The measure would direct the U.S. intelligence chief to report on whether the novel coronavirus could have sprang from a Chinese research lab.

WASHINGTON (CN) — Congress put their unanimous support Friday behind a resolution that directs the intelligence community to publicly share what it knows about the origins of the Covid-19 pandemic, but the White House offered little insight this afternoon about whether President Joe Biden will sign the measure.

The legislation passed the Senate on March 1 and headed to the president’s desk after the House cleared it in a 419-0 vote Friday morning.

“We are taking a look at the bill,” White House press secretary Karine Jean-Pierre told reporters. “[President Biden] understands how important it is to get to the bottom of Covid's origins. We will continue to use every tool to figure out what happened here, while also protecting classified information.”

Pressed on why the president would be hesitant to sign legislation with unanimous support from Congress, Jean-Pierre responded that it was Biden’s prerogative.

“It is the right of the president of the United States to look at the legislation that is coming before him,” the press secretary said.

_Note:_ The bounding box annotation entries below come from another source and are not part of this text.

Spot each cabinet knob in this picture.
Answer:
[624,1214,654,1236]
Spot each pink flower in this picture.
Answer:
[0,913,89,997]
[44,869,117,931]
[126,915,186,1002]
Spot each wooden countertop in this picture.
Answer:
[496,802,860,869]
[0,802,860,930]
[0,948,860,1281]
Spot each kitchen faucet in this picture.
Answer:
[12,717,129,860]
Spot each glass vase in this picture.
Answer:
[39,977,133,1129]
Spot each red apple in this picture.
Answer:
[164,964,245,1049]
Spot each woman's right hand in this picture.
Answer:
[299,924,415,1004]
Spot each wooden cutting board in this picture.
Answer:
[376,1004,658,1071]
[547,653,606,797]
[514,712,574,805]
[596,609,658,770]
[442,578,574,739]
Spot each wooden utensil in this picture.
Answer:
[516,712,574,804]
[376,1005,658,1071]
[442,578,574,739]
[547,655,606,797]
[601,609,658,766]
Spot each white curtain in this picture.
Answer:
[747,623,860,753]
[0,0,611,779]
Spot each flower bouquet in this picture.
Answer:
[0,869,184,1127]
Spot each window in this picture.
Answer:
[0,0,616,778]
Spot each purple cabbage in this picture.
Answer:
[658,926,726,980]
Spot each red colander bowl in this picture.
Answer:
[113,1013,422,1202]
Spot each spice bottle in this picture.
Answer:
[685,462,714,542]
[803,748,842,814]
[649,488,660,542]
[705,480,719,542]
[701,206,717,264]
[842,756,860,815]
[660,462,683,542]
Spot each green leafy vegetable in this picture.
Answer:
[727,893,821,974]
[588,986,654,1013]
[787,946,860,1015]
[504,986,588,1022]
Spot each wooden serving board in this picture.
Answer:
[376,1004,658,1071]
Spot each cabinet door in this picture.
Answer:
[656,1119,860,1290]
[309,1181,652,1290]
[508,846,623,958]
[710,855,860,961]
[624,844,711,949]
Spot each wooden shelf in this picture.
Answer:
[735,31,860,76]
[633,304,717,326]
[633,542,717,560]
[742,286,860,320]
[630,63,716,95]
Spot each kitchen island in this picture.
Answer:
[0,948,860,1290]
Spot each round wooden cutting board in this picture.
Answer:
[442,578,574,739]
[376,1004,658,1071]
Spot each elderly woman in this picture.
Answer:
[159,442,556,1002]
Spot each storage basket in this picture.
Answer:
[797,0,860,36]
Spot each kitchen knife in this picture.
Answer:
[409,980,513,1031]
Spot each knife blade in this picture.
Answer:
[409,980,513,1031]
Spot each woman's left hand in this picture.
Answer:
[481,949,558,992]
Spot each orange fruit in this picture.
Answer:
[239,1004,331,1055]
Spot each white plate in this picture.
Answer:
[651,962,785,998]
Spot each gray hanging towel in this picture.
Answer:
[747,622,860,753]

Jean-Pierre added that President Biden had, after taking office, already directed the intelligence community to declassify information related to the origins of the Covid-19 pandemic.

Sponsored by Missouri Senator Josh Hawley, a Republican, the proposed legislation would require Director of National Intelligence Avril Haines to declassify all information related to the origins of Covid-19.

In particular, the bill requests anything the intelligence community has dug up related to potential links between the virus's outbreak in China in late 2019 and coronavirus research being conducted around the same time at the Wuhan Institute of Virology. Intelligence officials would also have to share what they knew about researchers at the Hubei Province, China, laboratory who got sick in autumn 2019 — including information about symptoms and whether those affected employees were working with coronavirus samples.

If made law, the measure directs Haines to submit a report to Congress within three months — around 90 days.

Hawley urged urged the president to approve the bill. “Sign it,” he tweeted Friday.

Three years into the pandemic that sickened and killed millions globally, its origins remain unclear.

The prevailing theory among many scientists and medical professionals is that the disease made the jump from an animal to humans at a wet market in Wuhan, China, but a competing explanation claims that Covid-19 leaked from the Wuhan Institute of Virology.

That theory gained steam in recent weeks as news broke that the Department of Energy had assessed in its own study, albeit with low confidence, that the pandemic originated as a laboratory leak.